The Mighty Bite The Mighty Bite was another lure that dominated those late-night infomercials you only saw after waking up to find out you passed out in front of the T.V. It claimed to be the only lure to appeal to “all five” of a fish’s senses. Like the Banjo Minnow, the lure guaranteed results because it triggered a genetic feeding response, or as its creators put it, “a DNA trigger,” in all species of predatory fishes. It had a bite mark and swimming fins for visual appeal, a rattle system so fish could hear it coming, plus a time-release stink stick that both left a scent trail in the water and apparently shot a load of flavor down the fish’s throats when they grabbed it. Essentially, the lure claimed to do everything but put the fish in a headlock and wrestle it to shore for you. However, like so many informercial lures before it, the Mighty Bite fell well short of its grand expectations when you actually went fishing with it.
Though the lure is less complicated than the Banjo Minnow, the Mighty Bite still requires the angler to assemble it before fishing. After inserting the rattle and scent stick, which makes you feel like you’re giving a minnow a suppository, and fishing with it for a day or two, you’ll come to find out that the Mighty Bite is…um…just OK.

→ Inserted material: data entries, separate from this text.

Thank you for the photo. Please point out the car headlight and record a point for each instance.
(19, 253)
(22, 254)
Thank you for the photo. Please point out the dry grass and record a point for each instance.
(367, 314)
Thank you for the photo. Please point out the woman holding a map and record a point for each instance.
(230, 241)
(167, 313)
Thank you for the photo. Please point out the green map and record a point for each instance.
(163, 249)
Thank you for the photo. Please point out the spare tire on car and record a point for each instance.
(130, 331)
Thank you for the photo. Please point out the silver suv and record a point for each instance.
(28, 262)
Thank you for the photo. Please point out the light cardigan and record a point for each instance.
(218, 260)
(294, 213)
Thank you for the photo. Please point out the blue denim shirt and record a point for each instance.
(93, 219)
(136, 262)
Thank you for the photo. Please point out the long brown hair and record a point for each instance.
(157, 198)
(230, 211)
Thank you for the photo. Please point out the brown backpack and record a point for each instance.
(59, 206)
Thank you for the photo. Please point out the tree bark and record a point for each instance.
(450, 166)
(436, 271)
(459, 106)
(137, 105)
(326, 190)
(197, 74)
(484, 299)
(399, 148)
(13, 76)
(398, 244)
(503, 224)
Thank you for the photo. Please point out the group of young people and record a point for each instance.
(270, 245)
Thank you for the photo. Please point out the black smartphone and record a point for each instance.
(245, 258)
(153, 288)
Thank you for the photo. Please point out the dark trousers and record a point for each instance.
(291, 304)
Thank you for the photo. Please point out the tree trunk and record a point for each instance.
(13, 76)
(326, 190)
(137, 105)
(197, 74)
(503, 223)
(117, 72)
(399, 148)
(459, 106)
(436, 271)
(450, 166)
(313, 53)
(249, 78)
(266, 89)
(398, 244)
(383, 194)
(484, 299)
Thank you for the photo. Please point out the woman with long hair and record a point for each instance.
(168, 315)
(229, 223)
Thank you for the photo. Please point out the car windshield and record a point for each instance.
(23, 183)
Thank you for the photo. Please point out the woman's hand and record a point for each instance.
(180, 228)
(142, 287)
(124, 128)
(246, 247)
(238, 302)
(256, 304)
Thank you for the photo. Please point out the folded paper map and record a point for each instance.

Despite its grand assertions that it was irresistible to fish, most anglers who bought the Mighty Bite discovered that it fished just about as well as any other soft plastic paddle tail lure. This wouldn’t necessarily be a bad thing barring the facts that the lure claimed to be the greatest ever, cost a whopping $20 a pop, and would often take months to arrive after ordering. After buying the Mighty Bite you’ll quickly realize that you could have saved some time and money by just going out and picking up a package of cheap soft plastic swimbaits at your local tackle shop.

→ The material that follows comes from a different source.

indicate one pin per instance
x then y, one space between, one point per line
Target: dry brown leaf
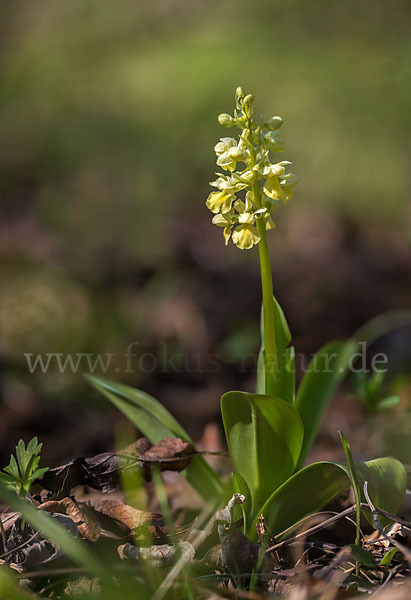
88 526
132 517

The LaserLure Coming onto the market in the early 2010s, the LaserLure combined two things that every red-blooded American bass angler truly loves—crankbaits and laser light shows. Though it may have looked just like a normal crankbait at first, as soon as the lure got wet it would begin to emit a pulsing red LED light from the diving bill on the front of the lure. Frickin’ laser beams, man! The company claimed that since fish react to the color red, the pulsing red light would call them in from miles around. They even got some pro bass anglers to endorse it, including B.A.S.S Master Classic Champion and all-around awesome guy Mike Iaconelli (who, if we’re being honest, could probably fill a live well with big bass while casting a hook stuck through a wet sock).

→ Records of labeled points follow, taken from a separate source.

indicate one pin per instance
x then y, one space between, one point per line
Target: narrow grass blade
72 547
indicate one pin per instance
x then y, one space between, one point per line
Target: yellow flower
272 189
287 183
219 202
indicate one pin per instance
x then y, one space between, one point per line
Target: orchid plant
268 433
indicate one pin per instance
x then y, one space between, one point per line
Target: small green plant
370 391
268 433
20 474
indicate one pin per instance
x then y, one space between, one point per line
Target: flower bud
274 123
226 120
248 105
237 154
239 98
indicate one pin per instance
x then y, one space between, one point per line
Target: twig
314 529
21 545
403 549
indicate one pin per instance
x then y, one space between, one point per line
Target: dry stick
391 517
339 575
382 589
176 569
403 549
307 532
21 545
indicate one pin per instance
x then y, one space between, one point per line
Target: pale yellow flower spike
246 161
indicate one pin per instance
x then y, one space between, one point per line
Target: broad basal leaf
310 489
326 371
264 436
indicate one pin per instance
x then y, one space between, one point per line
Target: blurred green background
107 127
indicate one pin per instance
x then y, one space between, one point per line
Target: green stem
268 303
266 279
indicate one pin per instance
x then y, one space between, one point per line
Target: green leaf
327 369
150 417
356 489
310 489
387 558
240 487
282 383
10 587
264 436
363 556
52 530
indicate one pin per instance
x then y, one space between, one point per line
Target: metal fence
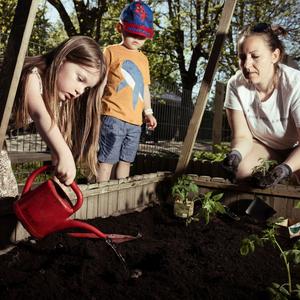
167 138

As it turned out, though the LaserLure crankbaits were of good quality and fished well, the laser on the front of the lure didn’t make a heap of difference to the bass that wanted to eat it. In fact, many online testimonials claimed that they caught more fish on the bait once the 80-hour battery in the lure died. This would often happen quickly in places with a lot of humidity, as any sort of moisture would cause the LaserLure to pulse and a lot of anglers’ tackleboxes to light up like airport runways on the way to and from the lake. After only a few years, most bass anglers were over the LaserLure fad and, like the batteries on their lures, the company eventually faded to black.